Debs was sentenced to three years in federal prison for a June 16, 1918 speech against the military draft and the war in which he told a Canton, Ohio audience, “you are fit for something better than slavery and cannon fodder.” His citizenship was also revoked, although it was posthumously restored in 1976. Eugene Debs died in 1926 and was eulogized at his funeral in Terre Haute by Norman Thomas, who followed Debs as the leader of the socialist movement in the United States.
Norman Thomas, born 1884, was the eldest of six children, the son and grandson of Presbyterian ministers. He graduated from Princeton, moved to New York and attended Union Theological Seminary and was ordained a Presbyterian minister himself. While attending seminary he served in churches in areas with large populations of immigrant workers, and Thomas was touched by the harsh conditions they faced.
Moved by a progressive Christian faith to work for the rights of workers and for peace, Thomas wrote the following in support of the candidacy of the socialist Morris Hillquit for mayor of New York City in 1917:
“The hope for the future lies in a new social and economic order which demands the abolition of the capitalistic system. War itself is only the most horrible and dramatic of the many evil fruits of our present organized system of exploitation and the philosophy of life which exalts competition instead of cooperation.” In October, 1918, he applied to join the Socialist Party, saying, “I think these are days in which radicals ought to stand up and be counted.”

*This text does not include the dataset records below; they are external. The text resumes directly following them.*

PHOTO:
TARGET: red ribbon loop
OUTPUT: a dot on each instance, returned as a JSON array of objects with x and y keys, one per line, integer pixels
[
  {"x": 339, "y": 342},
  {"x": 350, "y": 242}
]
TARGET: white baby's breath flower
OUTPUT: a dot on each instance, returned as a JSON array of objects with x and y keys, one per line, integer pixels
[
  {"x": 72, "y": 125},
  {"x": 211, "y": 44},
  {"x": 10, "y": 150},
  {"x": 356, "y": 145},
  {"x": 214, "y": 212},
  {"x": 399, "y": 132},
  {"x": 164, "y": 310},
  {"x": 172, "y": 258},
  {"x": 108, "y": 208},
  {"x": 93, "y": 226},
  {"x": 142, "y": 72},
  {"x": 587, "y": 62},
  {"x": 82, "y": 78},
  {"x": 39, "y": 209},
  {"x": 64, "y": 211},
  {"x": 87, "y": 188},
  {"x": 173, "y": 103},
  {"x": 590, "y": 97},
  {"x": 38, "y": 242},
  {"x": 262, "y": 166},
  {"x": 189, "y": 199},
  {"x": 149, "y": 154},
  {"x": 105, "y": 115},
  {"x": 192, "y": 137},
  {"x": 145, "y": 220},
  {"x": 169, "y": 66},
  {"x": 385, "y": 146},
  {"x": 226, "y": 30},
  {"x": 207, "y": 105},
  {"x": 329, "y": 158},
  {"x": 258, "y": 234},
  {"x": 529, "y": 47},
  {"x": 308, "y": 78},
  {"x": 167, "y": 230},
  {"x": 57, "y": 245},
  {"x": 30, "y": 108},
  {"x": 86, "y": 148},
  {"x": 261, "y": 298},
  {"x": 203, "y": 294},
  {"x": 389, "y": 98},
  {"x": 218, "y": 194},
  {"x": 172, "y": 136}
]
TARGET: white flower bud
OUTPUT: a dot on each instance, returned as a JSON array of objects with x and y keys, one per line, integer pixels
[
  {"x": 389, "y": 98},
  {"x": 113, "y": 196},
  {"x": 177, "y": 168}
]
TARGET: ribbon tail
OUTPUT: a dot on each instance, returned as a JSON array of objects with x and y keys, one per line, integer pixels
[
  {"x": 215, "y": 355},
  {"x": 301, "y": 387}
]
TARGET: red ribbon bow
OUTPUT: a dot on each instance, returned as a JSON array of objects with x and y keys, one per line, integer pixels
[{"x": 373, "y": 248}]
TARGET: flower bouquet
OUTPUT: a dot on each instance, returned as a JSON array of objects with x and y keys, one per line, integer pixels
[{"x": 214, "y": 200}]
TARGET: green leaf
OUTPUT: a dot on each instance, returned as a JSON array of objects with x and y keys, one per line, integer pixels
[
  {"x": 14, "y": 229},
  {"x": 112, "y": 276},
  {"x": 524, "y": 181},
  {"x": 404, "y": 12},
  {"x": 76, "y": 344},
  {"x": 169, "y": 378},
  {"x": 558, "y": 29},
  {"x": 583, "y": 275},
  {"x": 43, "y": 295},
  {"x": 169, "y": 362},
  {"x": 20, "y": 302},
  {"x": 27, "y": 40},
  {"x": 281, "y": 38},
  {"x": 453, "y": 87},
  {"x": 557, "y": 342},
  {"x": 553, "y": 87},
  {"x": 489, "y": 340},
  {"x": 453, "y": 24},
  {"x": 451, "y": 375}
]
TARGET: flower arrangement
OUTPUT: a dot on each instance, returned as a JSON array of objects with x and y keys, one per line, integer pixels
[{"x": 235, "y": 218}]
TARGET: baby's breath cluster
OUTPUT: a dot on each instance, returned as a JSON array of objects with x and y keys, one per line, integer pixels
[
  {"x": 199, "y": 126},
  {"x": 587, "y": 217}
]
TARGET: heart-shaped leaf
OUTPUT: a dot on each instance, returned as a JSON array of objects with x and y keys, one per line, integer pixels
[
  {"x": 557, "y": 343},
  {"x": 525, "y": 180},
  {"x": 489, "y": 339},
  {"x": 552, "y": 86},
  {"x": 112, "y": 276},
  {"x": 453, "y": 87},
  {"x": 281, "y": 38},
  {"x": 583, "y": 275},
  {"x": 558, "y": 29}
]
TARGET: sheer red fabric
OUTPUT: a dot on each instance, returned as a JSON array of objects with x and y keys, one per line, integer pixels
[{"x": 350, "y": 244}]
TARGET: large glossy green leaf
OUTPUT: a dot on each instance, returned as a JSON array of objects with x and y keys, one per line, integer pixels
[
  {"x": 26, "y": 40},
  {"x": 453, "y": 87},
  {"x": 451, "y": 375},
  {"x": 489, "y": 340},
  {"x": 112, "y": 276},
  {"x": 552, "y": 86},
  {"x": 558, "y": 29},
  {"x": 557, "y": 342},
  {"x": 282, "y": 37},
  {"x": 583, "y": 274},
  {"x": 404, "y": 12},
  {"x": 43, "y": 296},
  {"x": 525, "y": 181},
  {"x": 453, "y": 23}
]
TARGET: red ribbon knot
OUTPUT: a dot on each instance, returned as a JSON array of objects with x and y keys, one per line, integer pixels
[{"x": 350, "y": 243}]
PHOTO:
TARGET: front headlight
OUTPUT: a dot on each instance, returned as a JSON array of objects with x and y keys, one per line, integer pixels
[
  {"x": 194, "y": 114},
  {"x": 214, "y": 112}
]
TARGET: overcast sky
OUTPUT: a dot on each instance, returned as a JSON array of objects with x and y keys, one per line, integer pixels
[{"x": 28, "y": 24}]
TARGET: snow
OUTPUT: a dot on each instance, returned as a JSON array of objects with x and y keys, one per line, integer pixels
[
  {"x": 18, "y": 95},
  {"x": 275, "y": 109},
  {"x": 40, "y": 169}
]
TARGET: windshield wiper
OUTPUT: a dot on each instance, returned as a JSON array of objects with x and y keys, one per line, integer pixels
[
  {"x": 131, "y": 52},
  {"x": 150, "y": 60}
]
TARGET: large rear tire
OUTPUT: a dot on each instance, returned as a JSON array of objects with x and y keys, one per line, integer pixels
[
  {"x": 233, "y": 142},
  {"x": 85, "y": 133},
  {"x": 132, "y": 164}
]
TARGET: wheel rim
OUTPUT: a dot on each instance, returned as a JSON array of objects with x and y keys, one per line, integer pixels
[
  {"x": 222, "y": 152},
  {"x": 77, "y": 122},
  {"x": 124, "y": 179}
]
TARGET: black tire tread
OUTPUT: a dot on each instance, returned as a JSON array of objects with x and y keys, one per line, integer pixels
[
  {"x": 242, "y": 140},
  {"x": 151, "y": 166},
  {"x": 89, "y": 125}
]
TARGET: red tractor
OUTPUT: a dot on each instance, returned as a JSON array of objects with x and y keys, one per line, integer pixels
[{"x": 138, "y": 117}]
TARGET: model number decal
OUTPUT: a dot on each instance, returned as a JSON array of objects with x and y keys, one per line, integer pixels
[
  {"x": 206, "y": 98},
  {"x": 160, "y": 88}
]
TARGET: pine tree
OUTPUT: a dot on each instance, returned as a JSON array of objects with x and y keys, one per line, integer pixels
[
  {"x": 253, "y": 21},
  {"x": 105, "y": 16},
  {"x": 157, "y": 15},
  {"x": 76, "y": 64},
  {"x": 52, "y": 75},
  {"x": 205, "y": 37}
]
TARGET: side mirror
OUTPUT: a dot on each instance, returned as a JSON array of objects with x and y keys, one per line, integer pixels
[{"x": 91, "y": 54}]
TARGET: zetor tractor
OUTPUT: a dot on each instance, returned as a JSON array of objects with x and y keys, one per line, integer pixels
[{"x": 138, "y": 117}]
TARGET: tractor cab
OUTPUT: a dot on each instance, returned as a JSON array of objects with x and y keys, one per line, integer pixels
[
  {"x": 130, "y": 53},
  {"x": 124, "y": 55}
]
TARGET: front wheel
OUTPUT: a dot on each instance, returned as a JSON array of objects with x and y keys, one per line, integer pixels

Like Debs, Thomas was committed to the inclusion as equals of women, Blacks, and immigrants in the labor movement and in the country as a whole. Thomas was a founding member of the American Civil Liberties Union and an advocate for free speech and the right of assembly during times when the government often sought to silence those advocating for workers’ rights or for peace.
Thomas ran for President in 1924, 1928, 1932, 1936, 1940, and 1944. The platforms of the Socialist Party during those years called for federally funded old age pensions, unemployment insurance, voting rights, a shortened work week, and a minimum wage. The fact that Franklin Roosevelt’s New Deal borrowed heavily from the Socialist platform was noted by many, although Norman Thomas felt Roosevelt did not go nearly far enough, as unemployment, poverty, racial discrimination, and other ills remained far from fully eliminated.
Thomas remained active in public life until his death in 1968 at the age of 84. On his deathbed Thomas dictated an eloquent farewell letter, still urging his country to work for justice and equality:
“I have not been talking about an impossible utopia when I continue to say that this world can be motivated and structured in such a way as to achieve a world without war — a world to end the madness which continues to condemn children everywhere to hatred, starvation, disease. The tactics of this great struggle for such a world need continual and fresh evaluation. There is no rigid ideology to insure its achievement. But we have the courage, high hopes, and abilities to see that it is done.”
Dr. Irene Strychalski assisted at the tea table. The next meeting of the club will be held at the Edwards Waterhouse Inn hosted by Mary Jane Covley-Walker. Dunn will present a paper.